Someone Built Android Malware That Asks Google's AI How to Survive. It Worked.

Published: (March 4, 2026 at 07:02 PM EST)
4 min read
Source: Dev.to

Source: Dev.to

Overview

A piece of Android malware called PromptSpy does something no malware has done before: it asks Google’s Gemini AI for instructions in real time, then follows them. ESET researcher Lukáš Štefanko disclosed the finding on February 19. PromptSpy is the first known Android malware to integrate a generative AI model into its runtime execution loop—not to generate phishing emails or write code, but to navigate the infected phone.

Mechanism

  1. Screen capture – PromptSpy captures an XML dump of the current screen, including every button, text label, and tap target with exact coordinates.
  2. AI prompt – It sends the dump to Google’s Gemini API together with a natural‑language prompt that assigns the AI the persona of an “Android automation assistant.”
  3. AI response – Gemini replies with JSON instructions such as “tap here,” “swipe there,” or “long‑press this.”
  4. Execution – PromptSpy executes the gestures through Android’s Accessibility Services.
  5. Loop – The malware captures the new screen state and repeats the process until it achieves its objective.

The loop continues until the malware pins itself in the recent‑apps list, preventing the system from killing it and stopping the user from swiping it away.
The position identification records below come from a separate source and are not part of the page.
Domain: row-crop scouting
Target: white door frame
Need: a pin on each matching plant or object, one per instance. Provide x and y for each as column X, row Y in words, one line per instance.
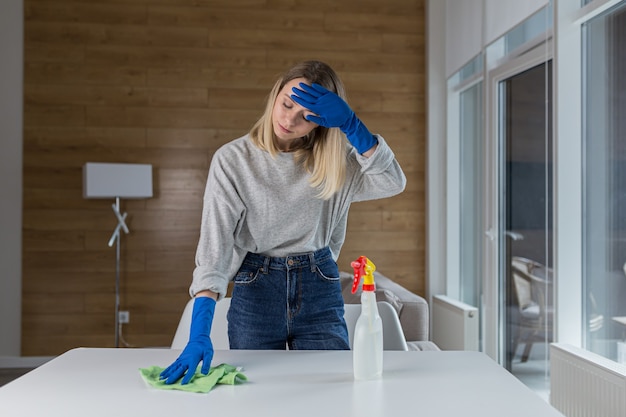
column 493, row 342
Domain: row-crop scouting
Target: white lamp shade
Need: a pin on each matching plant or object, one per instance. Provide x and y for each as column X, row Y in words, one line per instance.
column 108, row 180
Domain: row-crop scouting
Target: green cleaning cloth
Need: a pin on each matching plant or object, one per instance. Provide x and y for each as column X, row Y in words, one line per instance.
column 221, row 374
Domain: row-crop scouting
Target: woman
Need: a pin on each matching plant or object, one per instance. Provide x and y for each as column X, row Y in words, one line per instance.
column 274, row 220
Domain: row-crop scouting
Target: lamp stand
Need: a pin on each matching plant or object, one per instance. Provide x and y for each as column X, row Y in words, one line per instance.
column 116, row 239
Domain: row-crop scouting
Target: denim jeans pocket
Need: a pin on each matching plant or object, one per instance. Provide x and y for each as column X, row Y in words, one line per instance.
column 247, row 274
column 328, row 270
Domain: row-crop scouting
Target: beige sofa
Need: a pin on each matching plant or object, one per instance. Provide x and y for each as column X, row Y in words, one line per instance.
column 412, row 309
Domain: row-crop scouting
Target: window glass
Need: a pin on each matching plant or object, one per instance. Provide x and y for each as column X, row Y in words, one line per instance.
column 604, row 191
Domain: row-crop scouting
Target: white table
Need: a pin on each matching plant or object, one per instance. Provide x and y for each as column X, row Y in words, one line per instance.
column 106, row 382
Persistence and Capabilities

  • VNC module – Provides attackers with full remote control.
  • Credential theft – Intercepts lock‑screen PINs/passwords and records pattern unlocks as video.
  • Screen capture – Takes screenshots.
  • Uninstall resistance – Overlays transparent rectangles over the uninstall button, making it invisible to taps; removal requires rebooting into Safe Mode.

Impact on Android Fragmentation

Traditional Android malware hard‑codes UI interactions, relying on exact pixel coordinates for specific devices, OS versions, languages, and screen sizes. This approach breaks on any variation. PromptSpy eliminates that manual effort:

“Leveraging generative AI enables the threat actors to adapt to more or less any device, layout, or OS version, which can greatly expand the pool of potential victims.” – Štefanko

By delegating UI navigation to Gemini, the malware can operate across Android’s 24,000+ distinct device models.

Distribution and Detection

  • Samples:
    • An earlier version called VNCSpy (three samples) appeared on VirusTotal on January 13, uploaded from Hong Kong.
    • The advanced PromptSpy variant (four samples) was uploaded on February 10 from Argentina.
  • Domain: The distribution domain, now offline, impersonated JPMorgan Chase under the name “MorganArg.” Debug strings in the code are in simplified Chinese.
  • Telemetry: ESET found no infections in its telemetry.
  • Google’s response: “Android users are automatically protected against known versions of this malware by Google Play Protect.” PromptSpy was never on the Play Store.

The Gemini API key is retrieved from a command‑and‑control server rather than being hard‑coded, and the malware stores conversation history, allowing multi‑step interactions that build on previous instructions.

ESET also flagged PromptLock, described as the first AI‑powered ransomware payload. NYU students later clarified that PromptLock was a proof‑of‑concept research project. ESET updated its communications but retained the label “first known case of AI‑powered ransomware.”

Significance

PromptSpy demonstrates that AI‑enhanced malware can move beyond theoretical predictions and operate in the wild:

  • Real‑world use of a commercial AI API on actual devices.
  • Distribution infrastructure mimicking a legitimate bank.
  • Bridging the gap between proof‑of‑concept and intent with a single domain registration.

The generative AI component is a small fraction of PromptSpy’s code, yet it solves the hardest problem in mobile malware: device fragmentation. Gemini can navigate any Android skin, OEM customization, or accessibility setting, enabling a “write once, infect anything” approach.

Outlook

Security researchers have long warned that attackers would weaponize generative AI, focusing on phishing, social engineering, and code generation. PromptSpy shows that the first real‑world weaponization involves using a chatbot to control a stolen phone’s UI. The malware does not need Gemini to be malicious; it merely needs Gemini to be helpful.